L'adresse désigne l'endroit où il faut aller : la destination. Manquer d'adresse serait manquer de destination. Cette explication apparaît un peu courte quand on s'avise que dans une mentalité oligarchique, tout se trouve au final égalisé par le non-être. L'inégalité de la multiplicité ne saurait constituer une adresse définitive, tout juste provisoire et instable au sein de l'être. Mais l'adresse visée et désirée prend tout son sens quand on accorde au terme une connotation postale et foncière. Etre adroit, c'est jouir d'une adresse. Etre maladroit, c'est être locataire, ou, pis, SDF.
L'oligarchie a fondamentalement partie liée avec la valorisation de la propriété foncière. L'oligarque, c'est le gros propriétaire terrien, pour s'exprimer comme Barbier. La justification loufoque de Dumas pourrait apparaître comme particulièrement faible pour un esprit souscrivant à une pensée universaliste dans la lignée de Platon. Mais si l'on s'avise que Dumas est imprégné de relativisme philosophique, comme les nominalistes du Moyen-Age par exemple, on se rend compte qu'il se montre sincère à sa manière et qu'il expose avec franchise les fondements de sa mentalité : quand on est gros, on est adroit; quand on est petit, on est maladroit.
Peu importe que l'on ait raison ou tort. Ce sont des critères vulgaires et au mieux déformés. Reste à savoir si Dumas a raison dans sa bulle minoritaire (mentalité de l'oligarque inégalitariste forcené); ou s'il se trompe, ce qui ne fait qu'ajouter l'erreur à son arrogance. L'histoire montre que la conception platonicienne l'emporte sur le nihilisme au point qu'Aristote sera contraint de ruser et d'entamer un compromis avec l'ontologie (sa fameuse métaphysique désormais moribonde depuis Heidegger). La défaite programmatique et inexorable du parti oligarchique (et de son fondement philosophique le nihilisme) se trouve à mon avis pleinement exposée dans une anecdote impliquant Alexandre le Grand :
"Tel ce personnage que Quintilien et Montaigne nous livrent comme exemple de parfaite ineptie, qui réussissait à enfiler de loin les pois chiches sur une aiguille et dont Alexandre le Grand récompensa, dit-on, la virtuosité par le cadeau d'un boisseau de pois chiches."

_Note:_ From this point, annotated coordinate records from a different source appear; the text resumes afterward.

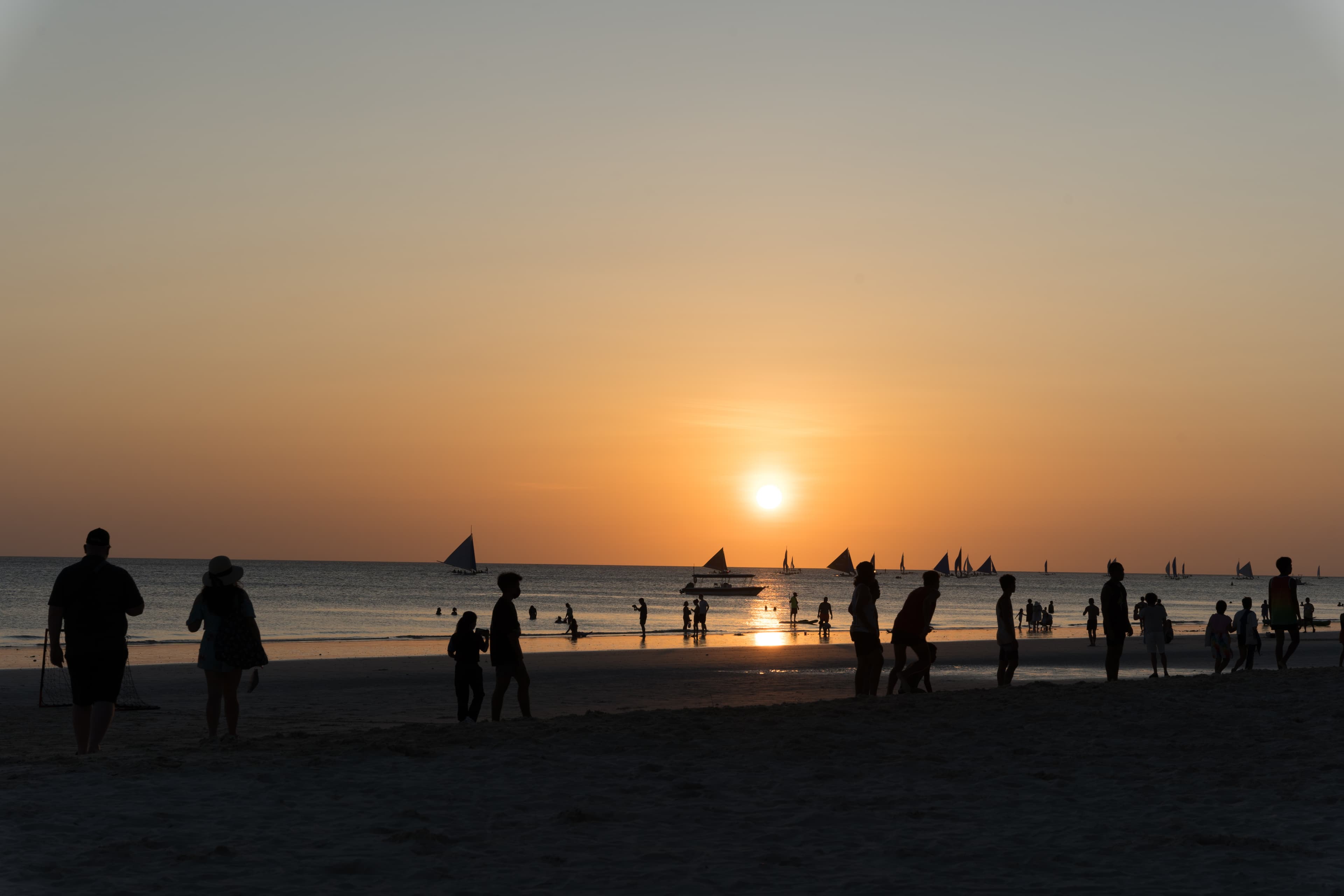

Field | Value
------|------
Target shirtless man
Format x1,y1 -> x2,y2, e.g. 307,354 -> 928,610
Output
630,598 -> 649,638
1269,558 -> 1302,669
1083,598 -> 1101,648
1101,560 -> 1134,681
887,569 -> 942,693
1000,575 -> 1017,691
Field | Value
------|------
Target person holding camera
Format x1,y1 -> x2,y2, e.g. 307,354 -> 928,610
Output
448,610 -> 491,723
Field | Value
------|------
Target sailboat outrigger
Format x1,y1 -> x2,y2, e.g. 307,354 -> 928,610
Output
443,535 -> 489,575
677,548 -> 765,598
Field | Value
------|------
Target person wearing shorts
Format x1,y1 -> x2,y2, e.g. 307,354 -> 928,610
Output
849,560 -> 884,697
1083,598 -> 1101,648
47,529 -> 145,755
489,572 -> 532,721
1138,591 -> 1171,678
1101,560 -> 1134,681
887,569 -> 942,693
1000,575 -> 1017,688
1269,558 -> 1302,669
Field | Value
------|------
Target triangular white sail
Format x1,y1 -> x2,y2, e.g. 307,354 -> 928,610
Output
443,535 -> 476,572
827,548 -> 853,574
704,548 -> 728,572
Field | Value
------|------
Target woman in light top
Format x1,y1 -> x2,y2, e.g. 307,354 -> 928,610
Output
187,556 -> 261,740
1137,591 -> 1171,678
1204,601 -> 1232,676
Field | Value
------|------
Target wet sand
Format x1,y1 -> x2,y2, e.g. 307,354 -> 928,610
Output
0,635 -> 1344,893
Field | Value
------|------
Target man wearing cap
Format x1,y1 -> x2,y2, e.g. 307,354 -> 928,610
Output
47,529 -> 145,755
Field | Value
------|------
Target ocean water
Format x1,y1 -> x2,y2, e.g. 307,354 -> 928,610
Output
0,558 -> 1344,649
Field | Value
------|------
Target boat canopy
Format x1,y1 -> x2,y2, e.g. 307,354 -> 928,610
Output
443,535 -> 476,572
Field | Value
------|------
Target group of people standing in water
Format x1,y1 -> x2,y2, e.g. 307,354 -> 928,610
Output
39,529 -> 1344,754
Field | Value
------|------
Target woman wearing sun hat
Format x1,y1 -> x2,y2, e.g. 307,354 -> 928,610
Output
187,556 -> 261,740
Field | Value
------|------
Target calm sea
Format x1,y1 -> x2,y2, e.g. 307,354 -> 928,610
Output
0,558 -> 1344,649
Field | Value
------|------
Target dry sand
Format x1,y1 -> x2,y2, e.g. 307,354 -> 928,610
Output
0,638 -> 1344,893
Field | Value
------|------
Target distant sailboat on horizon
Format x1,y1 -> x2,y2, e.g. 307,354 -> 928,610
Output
443,535 -> 489,575
827,548 -> 853,575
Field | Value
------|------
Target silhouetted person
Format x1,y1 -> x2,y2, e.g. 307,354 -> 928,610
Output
887,569 -> 942,693
187,556 -> 261,740
1137,591 -> 1171,678
1269,558 -> 1301,669
489,572 -> 532,721
849,560 -> 883,697
817,596 -> 835,634
1232,598 -> 1259,672
1000,575 -> 1017,691
1083,598 -> 1101,648
448,610 -> 491,723
1101,560 -> 1134,681
1204,601 -> 1232,676
47,529 -> 145,754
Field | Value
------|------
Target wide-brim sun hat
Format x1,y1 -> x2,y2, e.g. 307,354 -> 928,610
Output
202,553 -> 243,584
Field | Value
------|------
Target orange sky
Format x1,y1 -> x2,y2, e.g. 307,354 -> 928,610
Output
0,3 -> 1344,574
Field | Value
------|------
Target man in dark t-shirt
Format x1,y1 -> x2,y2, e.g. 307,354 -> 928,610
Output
491,572 -> 532,721
1101,560 -> 1134,681
47,529 -> 145,754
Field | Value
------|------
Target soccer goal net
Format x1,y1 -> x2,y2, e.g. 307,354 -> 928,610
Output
38,631 -> 159,709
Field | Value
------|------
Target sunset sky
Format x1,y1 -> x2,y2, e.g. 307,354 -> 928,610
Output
0,0 -> 1344,575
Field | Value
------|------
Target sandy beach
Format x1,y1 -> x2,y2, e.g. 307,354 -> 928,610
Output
8,638 -> 1344,893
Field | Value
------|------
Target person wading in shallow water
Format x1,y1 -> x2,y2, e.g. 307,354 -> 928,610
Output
1083,598 -> 1101,648
47,529 -> 145,755
630,598 -> 649,638
491,572 -> 532,721
1101,560 -> 1134,681
817,598 -> 832,634
849,560 -> 883,697
1000,575 -> 1017,691
1269,558 -> 1301,669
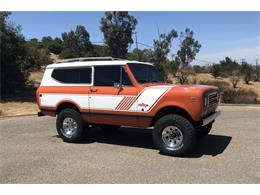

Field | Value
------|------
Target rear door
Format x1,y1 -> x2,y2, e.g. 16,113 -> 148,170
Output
89,65 -> 137,126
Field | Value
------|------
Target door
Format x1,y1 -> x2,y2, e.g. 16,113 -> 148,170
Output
89,65 -> 137,126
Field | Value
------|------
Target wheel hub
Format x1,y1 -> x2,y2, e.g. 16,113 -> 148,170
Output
62,117 -> 78,138
162,126 -> 183,148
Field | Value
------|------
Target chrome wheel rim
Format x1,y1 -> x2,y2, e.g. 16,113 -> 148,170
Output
61,117 -> 78,138
162,126 -> 183,149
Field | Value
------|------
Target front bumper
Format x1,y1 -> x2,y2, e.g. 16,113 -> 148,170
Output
201,110 -> 221,126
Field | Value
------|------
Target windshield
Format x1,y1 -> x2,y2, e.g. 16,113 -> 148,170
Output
128,63 -> 164,83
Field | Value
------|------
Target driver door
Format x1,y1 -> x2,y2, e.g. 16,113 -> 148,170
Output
89,65 -> 137,126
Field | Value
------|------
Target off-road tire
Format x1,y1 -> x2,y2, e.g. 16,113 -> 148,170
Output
56,108 -> 85,143
152,114 -> 196,156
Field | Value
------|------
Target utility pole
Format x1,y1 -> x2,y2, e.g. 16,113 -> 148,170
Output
135,32 -> 138,49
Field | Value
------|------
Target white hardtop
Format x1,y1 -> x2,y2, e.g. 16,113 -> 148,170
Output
46,60 -> 153,68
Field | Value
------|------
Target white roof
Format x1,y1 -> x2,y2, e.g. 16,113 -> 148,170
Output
47,60 -> 153,68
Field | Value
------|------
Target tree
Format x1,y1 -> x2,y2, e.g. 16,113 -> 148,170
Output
254,65 -> 260,81
61,25 -> 93,58
0,12 -> 27,95
153,29 -> 178,79
210,64 -> 221,79
177,28 -> 201,67
127,48 -> 153,62
100,11 -> 137,57
241,62 -> 253,85
219,57 -> 240,75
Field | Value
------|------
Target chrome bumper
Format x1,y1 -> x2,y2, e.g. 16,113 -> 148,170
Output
202,110 -> 221,126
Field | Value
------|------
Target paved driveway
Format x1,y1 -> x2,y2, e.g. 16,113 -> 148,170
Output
0,106 -> 260,183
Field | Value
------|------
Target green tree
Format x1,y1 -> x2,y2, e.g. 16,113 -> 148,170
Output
254,65 -> 260,81
241,62 -> 253,85
177,28 -> 201,67
219,57 -> 240,75
153,29 -> 178,79
61,25 -> 93,58
0,12 -> 27,95
100,11 -> 137,57
93,45 -> 110,57
127,48 -> 153,62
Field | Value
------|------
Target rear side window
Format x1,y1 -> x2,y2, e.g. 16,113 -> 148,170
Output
52,68 -> 92,84
94,66 -> 132,86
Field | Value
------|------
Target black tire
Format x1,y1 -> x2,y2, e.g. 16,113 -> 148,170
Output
56,108 -> 84,143
197,123 -> 213,138
153,114 -> 196,156
99,125 -> 120,132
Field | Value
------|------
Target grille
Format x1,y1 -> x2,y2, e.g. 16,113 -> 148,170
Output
208,91 -> 218,107
205,91 -> 219,114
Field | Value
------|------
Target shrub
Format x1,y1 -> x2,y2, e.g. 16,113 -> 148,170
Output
222,88 -> 259,104
230,72 -> 240,88
199,80 -> 230,92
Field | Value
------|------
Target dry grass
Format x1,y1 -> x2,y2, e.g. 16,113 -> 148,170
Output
171,73 -> 260,98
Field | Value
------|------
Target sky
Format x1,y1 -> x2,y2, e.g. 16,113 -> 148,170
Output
9,11 -> 260,65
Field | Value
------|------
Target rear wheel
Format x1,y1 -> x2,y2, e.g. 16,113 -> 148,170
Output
100,125 -> 120,132
153,114 -> 196,156
56,108 -> 84,142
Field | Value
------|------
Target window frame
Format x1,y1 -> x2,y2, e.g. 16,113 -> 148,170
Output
92,64 -> 134,87
51,66 -> 94,86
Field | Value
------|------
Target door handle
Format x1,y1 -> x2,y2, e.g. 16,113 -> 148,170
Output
90,89 -> 97,92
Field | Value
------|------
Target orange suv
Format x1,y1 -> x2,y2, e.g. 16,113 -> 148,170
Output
36,57 -> 220,156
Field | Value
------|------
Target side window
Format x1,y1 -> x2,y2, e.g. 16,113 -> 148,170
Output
51,68 -> 92,84
94,66 -> 121,86
122,67 -> 133,86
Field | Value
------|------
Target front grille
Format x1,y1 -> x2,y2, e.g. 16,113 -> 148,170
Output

Anecdote rapportée par Clément Rosset dans Principes de sagesse et de folie. De même que le lanceur virtuose de pois chiches accomplit un exploit dérisoire, la virtuosité des nihilistes repose sur la supercherie, à ceci près qu'elle apparaît comme moins farfelue et plus sérieuse. Le fait d'expliquer ce qu'on ne connaît pas par ce qui n'existe pas ressortit d'une façon d'expliquer l'inconnu par le plus incontestable - au sens où l'incontestable ne peut se trouver contesté parce qu'il se situe hors de portée de la vérification physique.
Quoi qu'il en soit, Roland Dumas a raison : Cheminade n'est pas adroit parce qu'il est honnête. Cette vertu suppose d'autres qualités que l'adresse. L'adresse implique au pis le relativisme, au mieux une qualité qui se trouve circonscrite au domaine physique, voire sportif. L'honnêteté relie le physique avec cette autre partie du réel qui n'est pas physique et qui n'est pas le non-être. Platon l'appelait l'Etre (suivant la doctrine enseignée par les prêtres égyptiens); nous la nommerons enversion, du fait qu'elle repose sur une structure du plein ou du quelque chose qui n'est pas homogène par rapport à la structure du réel physique.